DOP86 An IFN-STAT1-MLKL axis drives programmed necrosis of Paneth cells in Crohn’s ileitis

L. HARTMANN1, B. Siegmund2, C. Weidinger2, C. Becker1, M.F. Neurath1, C. Günther1

1University Clinic Erlangen, Department of Medicine 1, Erlangen, Germany, 2Charité, Universitätsmedizin Berlin, Corporate Member of Freie Universität Berlin, Humboldt-Universität zu Berlin, Berlin Institute of Health, Medizinische Klinik für Gastroenterologie, Infektiologie und Rheumatologie, Berlin, Germany

Background

Interferons (IFNs) are immune-modulatory cytokines expressed by epithelial and mucosal cells in response to viral and bacterial infection. Just recently, we discovered a correlation between IFN-λ expression and disease activity, including small intestinal inflammation and Paneth cell dysfunction, in human Crohn’s disease patients.
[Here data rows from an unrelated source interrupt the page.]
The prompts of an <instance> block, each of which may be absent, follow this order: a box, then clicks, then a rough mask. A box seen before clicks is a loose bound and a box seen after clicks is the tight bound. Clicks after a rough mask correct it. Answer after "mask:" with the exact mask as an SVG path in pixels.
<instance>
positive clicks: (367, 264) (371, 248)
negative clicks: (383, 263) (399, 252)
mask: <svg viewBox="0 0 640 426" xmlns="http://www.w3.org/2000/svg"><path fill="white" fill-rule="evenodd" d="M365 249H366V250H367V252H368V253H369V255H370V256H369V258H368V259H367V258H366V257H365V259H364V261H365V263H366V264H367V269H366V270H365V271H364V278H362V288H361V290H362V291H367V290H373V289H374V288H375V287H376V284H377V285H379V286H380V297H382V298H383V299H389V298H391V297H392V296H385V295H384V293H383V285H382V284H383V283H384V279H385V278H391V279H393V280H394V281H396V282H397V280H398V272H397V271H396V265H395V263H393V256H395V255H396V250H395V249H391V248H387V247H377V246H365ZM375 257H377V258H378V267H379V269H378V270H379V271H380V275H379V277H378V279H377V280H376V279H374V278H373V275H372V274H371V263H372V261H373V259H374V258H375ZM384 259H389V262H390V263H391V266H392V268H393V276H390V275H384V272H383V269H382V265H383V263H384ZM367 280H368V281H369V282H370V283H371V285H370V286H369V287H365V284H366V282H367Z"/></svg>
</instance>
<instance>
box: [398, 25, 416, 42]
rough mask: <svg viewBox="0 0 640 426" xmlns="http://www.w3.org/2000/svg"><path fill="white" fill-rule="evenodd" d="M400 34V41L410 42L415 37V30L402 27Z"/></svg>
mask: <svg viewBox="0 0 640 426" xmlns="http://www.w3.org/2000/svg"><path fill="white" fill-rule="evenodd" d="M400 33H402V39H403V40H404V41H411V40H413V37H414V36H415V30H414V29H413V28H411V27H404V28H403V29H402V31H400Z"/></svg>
On a molecular level, we uncovered that IFN-λ mediates epithelial cell death, in particular, Paneth cell death by a programmed necrosis, dependent on STAT1 activation and controlled by caspase-8. These results suggested that IFN-λ can be considered as a pathogenic cytokine in Crohn′s ileitis and should be considered as a new and promising target for future therapeutic intervention for this particular subtype of IBD. Our central question is now by which pathways interferon-regulated programmed necrosis of epithelial cells contributes to intestinal inflammation and how these mechanisms could be targeted for future therapeutic intervention.

Methods

We use a mouse model for Crohn’s Disease like inflammation and Paneth cell death that has a specific deletion of Caspase-8 in intestinal epithelial cells (Casp8∆IEC). We stimulate small intestinal organoids derived from Casp8∆IEC mice with IFNs in vitro and we overexpress IFN-λ in these mice in vivo by hydrodynamic tail vein injection of an IFN-λ expression vector. Furthermore, we use JAK-inhibitors to impede pharmacologically cell death pathways in the pathogenesis of intestinal inflammation in vitro and in vivo.

Results

We uncovered that gene expression of the cell death mediators Mlkl and Caspase-8 is dependent on IFN-λ-mediated JAK-STAT1 signalling. The non-specific pan JAK-inhibitor Tofacitinib is able to attenuate gene expression of Mlkl and Caspase-8 in vitro as well as in vivo. It prevents non-apoptotic as well as apoptotic cell death of small intestinal organoids stimulated with IFN-λ and is sufficient to prevent small intestinal tissue destruction in Casp8∆IEC mice challenged with IFN-λ. Additionally, we use the selective JAK1-inhibitor Filgotinib to limit the targeted JAK-STAT signalling pathways to only JAK1-STAT1 signalling and thus reduce side effects of the inhibitor on other signalling pathways. This had a similar effect as Tofacitinib suggesting that IFN controls MLKL-mediated cell death via JAK1.

Conclusion

In summary, our results indicate that targeting IFN-λ-mediated JAK-STAT1 signalling by the small-molecules Tofacitinib and Filgotinib impedes induction of Mlkl and Caspase-8-mediated cell death pathways. Therefore, JAK1 inhibitors such as Filgotinib might represent a promising novel therapy that may be sufficient to achieve efficacy particularly in Crohn′s ileitis patients who display elevated IFN-l serum levels.